In 1968 the Board of Social Work Examiners was abolished and its funds and functions transferred to the short-lived Social Worker and Marriage Counselor Qualifications Board. In the same year Senate Bill 1224 provided for licensing of clinical social workers, with the designation LCSW required after June 21, 1969 for all clinical social workers in independent practice. Social workers who had earned the RSW administered by the Board of Social Work Examiners were "blanketed" into the LCSW program. Some 1,500 school social workers and others who did not consider their practice to be primarily clinical nevertheless chose to maintain their RSW standing. But the program declined over the next decade and in 1979, when no more than 50 applicants took the RSW examination, the legislature effectively killed social worker registration by denying further funding.
Meanwhile, in 1970, Assembly Bill 2393 created the Board of Behavioral Science Examiners (BBSE) to supersede the Social Worker and Marriage Counselor Qualifications Board. The new, eleven member Board was also responsible for the licensing of educational psychologists. In 1971 the BBSE ceased to operate under the old Board of Professional and Vocational Standards and became a part of the "Healing Arts" division of the State Dept. of Consumer Affairs. This Department oversaw some 38 regulatory bodies which in turn were responsible for over one million occupational licenses. Governor Brown, intent on reducing the size of state government, announced a plan to invoke Sunset laws to end all regulatory boards that could not demonstrate a clear contribution to public welfare and safety.
The papers reflect a period of active reform in the affairs of the BBSE, following events of 1975 when the Governor's office received strong complaints about the Board's administration of its examinations from many candidates, and also from the California Chapter of the National Association of Social Workers (NASW) and the California Association of Marriage and Family Counselors. Criticism centered on the relevance of the content of written examinations to actual practice, and on the inadequate preparation, unprofessional demeanor, and "consensus" grading practices of Commissioners of the oral examinations. There were also complaints that Commissioners discriminated against applicants on the bases of gender, race, and age, that the examination as a whole was biased in favor of the psychotherapeutic model in clinical social work, and that the Board was unreasonably slow in notifying applicants about their eligibility to take the examination. Dissatisfaction had become so pronounced by 1975 that the oral section of the examination that fall was canceled at the last minute, and delayed indefinitely.

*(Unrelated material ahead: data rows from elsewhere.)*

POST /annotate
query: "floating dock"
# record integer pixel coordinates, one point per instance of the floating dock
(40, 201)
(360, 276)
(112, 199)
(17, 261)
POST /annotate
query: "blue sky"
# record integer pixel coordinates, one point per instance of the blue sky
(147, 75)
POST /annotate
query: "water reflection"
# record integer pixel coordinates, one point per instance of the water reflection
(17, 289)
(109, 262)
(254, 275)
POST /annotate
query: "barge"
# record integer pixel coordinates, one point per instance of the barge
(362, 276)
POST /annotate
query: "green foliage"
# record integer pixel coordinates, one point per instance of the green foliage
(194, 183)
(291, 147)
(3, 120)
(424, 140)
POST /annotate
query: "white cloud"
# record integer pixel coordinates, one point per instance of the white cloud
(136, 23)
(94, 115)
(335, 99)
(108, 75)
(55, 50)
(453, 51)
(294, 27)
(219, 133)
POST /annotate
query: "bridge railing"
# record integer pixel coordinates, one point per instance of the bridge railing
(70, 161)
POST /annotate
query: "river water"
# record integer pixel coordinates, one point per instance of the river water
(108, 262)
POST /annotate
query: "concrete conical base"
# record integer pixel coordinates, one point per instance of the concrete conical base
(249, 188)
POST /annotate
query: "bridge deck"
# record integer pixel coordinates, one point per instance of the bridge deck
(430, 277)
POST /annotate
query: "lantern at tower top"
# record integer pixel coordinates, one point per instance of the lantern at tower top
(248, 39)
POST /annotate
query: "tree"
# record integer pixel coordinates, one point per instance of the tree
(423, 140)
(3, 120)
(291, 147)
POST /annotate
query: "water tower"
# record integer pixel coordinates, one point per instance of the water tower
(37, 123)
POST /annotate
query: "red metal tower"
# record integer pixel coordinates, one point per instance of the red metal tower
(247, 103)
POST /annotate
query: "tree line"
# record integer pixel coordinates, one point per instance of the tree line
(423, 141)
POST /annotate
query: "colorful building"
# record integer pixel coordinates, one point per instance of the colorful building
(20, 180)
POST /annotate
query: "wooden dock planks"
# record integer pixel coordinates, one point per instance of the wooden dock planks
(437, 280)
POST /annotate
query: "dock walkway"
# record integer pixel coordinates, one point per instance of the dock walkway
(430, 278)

The collection reflects the Board's attempts to rectify the situation, with a major re-organization of its administrative regulations occupying much of 1976, and with training seminars for oral examiners introduced, together with a rule that audiotapes be made of all their examination sessions. The Board had no funds with which to employ outside expertise in the reconfiguration of the LCSW examinations, having always relied on the barely-compensated efforts of experienced social workers and social work educators in the writing of exam questions. Volunteer spirit in these groups was clearly flagging, but the Board did make a concerted effort to improve the relevance of exam questions, holding workshops in their composition and particularly inviting the participation of experienced African-American and Latino social workers.
Members of minority racial groups, by 1976, had begun to complain that they were culturally disadvantaged by the character of the LCSW examinations, and some attempts were made by Board members to investigate this charge of unfairness. But no demographic studies had yet been made of applicants for the examination, so no meaningful analysis could be made of outcomes for differing groups--even if the Board had considered making such analyses, which it evidently did not. Meanwhile the State of California had begun to interest itself in affirmative action programs for its own employees, which included state regulatory boards and their staffs, and in the needs of linguistic minorities in their communications with state government. The Board was evidently startled in 1977 by a question from the Department of Consumer Affairs about its readiness to allow candidates for the LCSW examination to take the test in a language other than English.
While it moved ahead with improvements in its licensing function, and dealt with ongoing concerns in the areas of credentialing, accreditation, discipline and ethics, the Board had also to respond to issues raised in the legislature. For the period represented, major topics included the use of medical hypnosis by clinical social workers, the use of the terms "psychotherapy" and "marriage counseling" in professional advertising, and a new and contested requirement that all licensed social workers take a graduate level course in Human Sexuality. (In searching for an acceptable model, the Board found that many medical schools offered no such instruction to their students.)
The collection reflects fully the activities of the Board in relation to its professional constituency and to the Department of Consumer Affairs, but is revealingly uninformative about the Board's dealing with actual "consumers" in the state of California.